Lore Bünger versteht Menschen wie Helmut Schmidt, die sich im Alter auf eine neue Beziehung einlassen. Wäre sie zuerst gegangen, sie hätte sich sogar gefreut, wenn ihr Mann eine neue Partnerin gefunden hätte. "Ältere Männer kommen nicht so gut alleine zurecht", sagt sie. "Sie brauchen mehr Zuspruch als wir Frauen."

Die Zahlen geben ihr recht: Laut Statistik gingen 2010 in Hamburg 51 verwitwete Männer ab 65 Jahren eine neue Ehe ein - traten nur zwölf verwitwete Frauen aus dieser Altersgruppe noch einmal vor den Standesbeamten. "Ältere Männer können schlechter alleine leben als Frauen", sagt auch Markus Ernst, 42. Der Psychologe und Paartherapeut betreut telefonisch Kunden der Online-Partnervermittlung Parship in Fragen rund um das Thema Beziehungen. "Wenn die Ehefrau, mit der man ein Leben gemeinsam gelebt hat, stirbt, fühlen sie sich im Alltag häufig hilflos und allein." Besonders für ältere Leute sei die Online-Partnersuche ideal, um eine neue Liebe zu finden: "Ältere Menschen wissen ganz genau, was sie wollen.

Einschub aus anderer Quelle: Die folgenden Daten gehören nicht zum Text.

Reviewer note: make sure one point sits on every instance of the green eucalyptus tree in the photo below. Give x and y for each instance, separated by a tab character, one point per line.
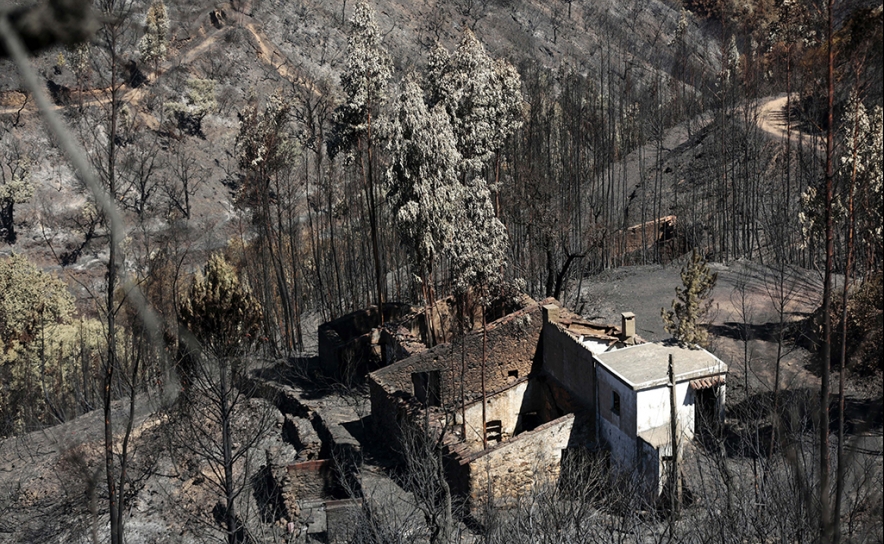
423	182
364	81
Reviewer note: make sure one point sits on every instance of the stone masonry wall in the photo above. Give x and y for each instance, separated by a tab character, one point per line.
515	467
569	363
511	352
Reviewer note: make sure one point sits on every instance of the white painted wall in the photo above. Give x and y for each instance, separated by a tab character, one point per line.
618	432
652	409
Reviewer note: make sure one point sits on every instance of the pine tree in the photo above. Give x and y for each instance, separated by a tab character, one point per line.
691	303
154	44
225	319
220	313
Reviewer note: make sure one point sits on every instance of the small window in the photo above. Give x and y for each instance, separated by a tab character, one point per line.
494	430
427	387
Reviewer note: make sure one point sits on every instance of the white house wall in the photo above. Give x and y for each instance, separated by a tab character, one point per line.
653	409
618	432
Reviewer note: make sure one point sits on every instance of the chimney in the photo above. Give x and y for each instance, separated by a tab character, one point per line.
550	313
627	328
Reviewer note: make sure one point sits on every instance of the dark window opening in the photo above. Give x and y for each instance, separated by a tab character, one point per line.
494	430
427	387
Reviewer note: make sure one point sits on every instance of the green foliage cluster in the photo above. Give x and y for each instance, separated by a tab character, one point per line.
691	303
38	344
223	316
865	325
199	100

Sie sind bei der Partnersuche frei von den Zwängen einer Karriere und einer Familienplanung, lassen sich gern Zeit und suchen gezielt nach einem neuen Partner." Eine aktuelle repräsentative Studie des Unternehmens belegt das: So nutzten im vergangenen Jahr rund 57 Prozent der Singles über 50 Jahren bevorzugt das Internet zur Partnersuche. Die gesamte Lebensperspektive älterer Menschen habe sich geändert, sagt Markus Ernst. Eine Ansicht, die auch die Altersforscherin und Psychologin Prof. Ursula Staudinger von der Jacobs University Bremen teilt (siehe Interview). Früher sei ein neuer Partner einem Verrat an dem Verstorbenen gleichgekommen: "Heute sehen ihn die Hinterbliebenen nicht als Konkurrenz, sondern als Möglichkeit, dem Leben eine neue Richtung zu geben."